FUNDRAISING NEWS: Charities call on mobile firms to waive charges

ANNIE KELLY

Charities including Marie Curie and NSPCC are joining forces with wireless fundraising company Mdonate to press mobile phone operators to drop transaction charges for donations.

Mdonate's technology allows charities to send fundraising text messages to supporters, who can donate money by hitting "reply". The amount is then added to their mobile phone bill at the end of the month.

At present, supporters can give up to £1.50 and Mdonate claims that the phone operators currently grab up to 40p per transaction making a "pure profit

from every donation made to charity.

"All phone operators are currently proving reluctant to change a system that usually enables them to make large amounts of money from commercial companies,

said Luke Brynley-Jones, head of business development at Mdonate. "We're hoping to persuade operators to cut their transaction charges and make this a viable fundraising stream for many of the UK's biggest charities."

Brynley-Jones expressed doubts over the future of the system if the operators refused to drop their tariffs, as the company would be unable to cover operational costs.
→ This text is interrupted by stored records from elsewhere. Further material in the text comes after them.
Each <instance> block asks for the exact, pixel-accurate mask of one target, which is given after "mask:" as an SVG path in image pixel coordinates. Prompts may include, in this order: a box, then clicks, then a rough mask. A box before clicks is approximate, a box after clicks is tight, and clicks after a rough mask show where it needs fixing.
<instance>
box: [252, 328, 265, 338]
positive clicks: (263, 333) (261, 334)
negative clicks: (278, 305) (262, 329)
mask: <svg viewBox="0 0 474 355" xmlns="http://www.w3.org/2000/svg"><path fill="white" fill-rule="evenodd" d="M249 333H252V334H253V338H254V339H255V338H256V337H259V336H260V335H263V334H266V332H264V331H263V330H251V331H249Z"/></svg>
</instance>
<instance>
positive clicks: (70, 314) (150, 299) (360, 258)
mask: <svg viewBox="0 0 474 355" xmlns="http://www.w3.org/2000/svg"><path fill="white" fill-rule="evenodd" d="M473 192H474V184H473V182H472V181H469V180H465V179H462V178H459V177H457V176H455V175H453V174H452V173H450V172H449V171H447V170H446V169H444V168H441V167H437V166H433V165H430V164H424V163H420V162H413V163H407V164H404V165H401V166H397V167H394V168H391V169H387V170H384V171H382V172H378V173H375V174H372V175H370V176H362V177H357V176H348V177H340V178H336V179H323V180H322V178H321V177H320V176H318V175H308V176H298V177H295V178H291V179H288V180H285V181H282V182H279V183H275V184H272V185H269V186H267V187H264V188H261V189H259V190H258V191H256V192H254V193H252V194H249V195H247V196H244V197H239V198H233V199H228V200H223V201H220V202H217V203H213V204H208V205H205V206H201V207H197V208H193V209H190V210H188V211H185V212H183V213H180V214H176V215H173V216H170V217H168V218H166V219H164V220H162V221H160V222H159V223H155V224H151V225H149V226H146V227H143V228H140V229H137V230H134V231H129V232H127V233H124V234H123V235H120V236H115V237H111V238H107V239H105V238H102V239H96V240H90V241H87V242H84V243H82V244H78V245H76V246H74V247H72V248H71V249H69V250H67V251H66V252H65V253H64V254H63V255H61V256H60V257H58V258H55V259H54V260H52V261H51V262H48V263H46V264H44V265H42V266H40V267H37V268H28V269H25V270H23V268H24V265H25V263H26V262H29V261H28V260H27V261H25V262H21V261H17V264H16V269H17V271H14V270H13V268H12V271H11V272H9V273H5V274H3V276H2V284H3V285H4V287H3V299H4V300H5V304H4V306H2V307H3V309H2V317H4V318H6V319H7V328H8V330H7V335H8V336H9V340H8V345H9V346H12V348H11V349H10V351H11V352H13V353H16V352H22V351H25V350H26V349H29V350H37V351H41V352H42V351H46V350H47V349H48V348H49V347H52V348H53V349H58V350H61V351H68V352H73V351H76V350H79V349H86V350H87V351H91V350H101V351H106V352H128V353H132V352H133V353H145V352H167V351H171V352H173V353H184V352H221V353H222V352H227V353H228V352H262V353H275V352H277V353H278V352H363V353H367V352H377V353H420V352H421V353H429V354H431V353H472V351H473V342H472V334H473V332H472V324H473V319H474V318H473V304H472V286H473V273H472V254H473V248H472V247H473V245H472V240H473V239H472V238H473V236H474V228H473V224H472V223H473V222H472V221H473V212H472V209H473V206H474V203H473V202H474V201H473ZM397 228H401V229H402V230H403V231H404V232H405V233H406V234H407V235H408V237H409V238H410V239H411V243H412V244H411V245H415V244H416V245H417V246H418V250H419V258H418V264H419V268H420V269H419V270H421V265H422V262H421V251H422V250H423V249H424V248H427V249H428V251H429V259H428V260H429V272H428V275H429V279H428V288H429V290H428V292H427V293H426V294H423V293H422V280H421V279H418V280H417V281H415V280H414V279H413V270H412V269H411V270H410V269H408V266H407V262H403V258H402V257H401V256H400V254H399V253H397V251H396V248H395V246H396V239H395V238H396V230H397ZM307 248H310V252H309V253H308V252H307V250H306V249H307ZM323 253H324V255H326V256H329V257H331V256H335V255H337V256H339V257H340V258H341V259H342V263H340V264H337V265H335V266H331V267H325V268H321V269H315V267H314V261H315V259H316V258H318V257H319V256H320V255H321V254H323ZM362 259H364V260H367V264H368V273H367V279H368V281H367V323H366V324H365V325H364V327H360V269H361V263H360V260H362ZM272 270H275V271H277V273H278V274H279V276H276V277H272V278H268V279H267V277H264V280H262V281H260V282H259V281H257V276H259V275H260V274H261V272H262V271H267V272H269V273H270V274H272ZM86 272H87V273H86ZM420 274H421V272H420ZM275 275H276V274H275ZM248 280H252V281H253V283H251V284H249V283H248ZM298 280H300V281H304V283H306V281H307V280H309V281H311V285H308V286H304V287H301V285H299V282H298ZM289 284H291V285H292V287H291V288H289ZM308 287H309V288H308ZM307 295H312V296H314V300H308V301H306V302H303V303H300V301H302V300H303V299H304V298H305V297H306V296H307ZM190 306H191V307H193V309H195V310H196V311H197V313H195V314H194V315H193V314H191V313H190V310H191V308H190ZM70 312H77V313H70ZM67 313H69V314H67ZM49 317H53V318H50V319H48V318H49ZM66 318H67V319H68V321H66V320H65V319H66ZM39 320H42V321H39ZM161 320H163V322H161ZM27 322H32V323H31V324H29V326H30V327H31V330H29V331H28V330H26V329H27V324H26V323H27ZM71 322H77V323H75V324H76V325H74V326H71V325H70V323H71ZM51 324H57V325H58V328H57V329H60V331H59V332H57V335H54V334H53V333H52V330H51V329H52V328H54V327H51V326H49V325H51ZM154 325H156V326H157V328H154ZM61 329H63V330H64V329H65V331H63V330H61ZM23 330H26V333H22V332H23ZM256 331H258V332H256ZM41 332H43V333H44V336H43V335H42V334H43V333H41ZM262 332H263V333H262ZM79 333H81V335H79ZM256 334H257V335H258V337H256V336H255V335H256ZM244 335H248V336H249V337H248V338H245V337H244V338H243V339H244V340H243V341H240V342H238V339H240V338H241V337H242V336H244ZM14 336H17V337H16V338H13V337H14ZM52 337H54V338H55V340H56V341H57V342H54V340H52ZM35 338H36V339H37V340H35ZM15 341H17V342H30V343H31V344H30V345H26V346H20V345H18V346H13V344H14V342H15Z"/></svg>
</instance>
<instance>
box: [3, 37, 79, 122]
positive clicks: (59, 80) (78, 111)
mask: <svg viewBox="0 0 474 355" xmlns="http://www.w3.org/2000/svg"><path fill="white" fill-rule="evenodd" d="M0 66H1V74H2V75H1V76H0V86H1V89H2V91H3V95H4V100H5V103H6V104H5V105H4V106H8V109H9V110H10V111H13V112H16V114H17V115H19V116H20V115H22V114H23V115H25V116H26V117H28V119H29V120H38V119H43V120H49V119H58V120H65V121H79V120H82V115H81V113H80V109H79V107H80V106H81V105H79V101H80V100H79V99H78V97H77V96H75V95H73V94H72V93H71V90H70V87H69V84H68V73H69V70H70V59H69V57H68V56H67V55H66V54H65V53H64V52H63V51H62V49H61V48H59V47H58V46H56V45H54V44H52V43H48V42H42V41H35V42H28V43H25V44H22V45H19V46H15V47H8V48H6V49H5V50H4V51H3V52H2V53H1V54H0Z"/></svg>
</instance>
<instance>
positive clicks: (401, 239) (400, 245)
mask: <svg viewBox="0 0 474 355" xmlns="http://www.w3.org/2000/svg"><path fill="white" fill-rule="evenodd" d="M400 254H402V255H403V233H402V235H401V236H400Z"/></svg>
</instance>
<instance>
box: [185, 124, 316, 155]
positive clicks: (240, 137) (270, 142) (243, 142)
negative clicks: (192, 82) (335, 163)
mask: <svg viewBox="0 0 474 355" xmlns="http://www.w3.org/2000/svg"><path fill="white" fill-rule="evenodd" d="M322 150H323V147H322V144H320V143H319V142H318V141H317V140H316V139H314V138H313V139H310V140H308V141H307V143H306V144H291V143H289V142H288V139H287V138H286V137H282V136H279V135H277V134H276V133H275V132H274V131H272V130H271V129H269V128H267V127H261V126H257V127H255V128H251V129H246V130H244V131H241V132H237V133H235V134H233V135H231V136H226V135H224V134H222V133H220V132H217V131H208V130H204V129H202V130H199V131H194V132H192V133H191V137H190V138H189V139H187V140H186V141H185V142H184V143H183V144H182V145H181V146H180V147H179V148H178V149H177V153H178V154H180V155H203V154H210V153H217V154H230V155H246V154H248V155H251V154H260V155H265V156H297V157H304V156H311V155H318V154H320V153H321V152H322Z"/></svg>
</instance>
"We're developing the system to allow people to give up to £10 through their phones, but at the current level, the transaction charges will mean that only a fraction of the money actually gets to the charity so we're having problems launching the system,

said Brynley-Jones.

"Mdonate will continue to work with charities to try to get these companies to reduce their tariffs, but we've realistically given ourselves six months to make it work. However, we believe that mobile fundraising has a real future in the sector."

He states that while Mdonate has already signed contracts with charities including The Samaritans, many organisations are unwilling to sign up to the system until transaction charges are reduced.

Mdonate will meet with Orange, O2, Vodafone and T-Mobile over the next month, and hopes that letters of support from over 15 charities will persuade the operators that there is sufficient demand for the service.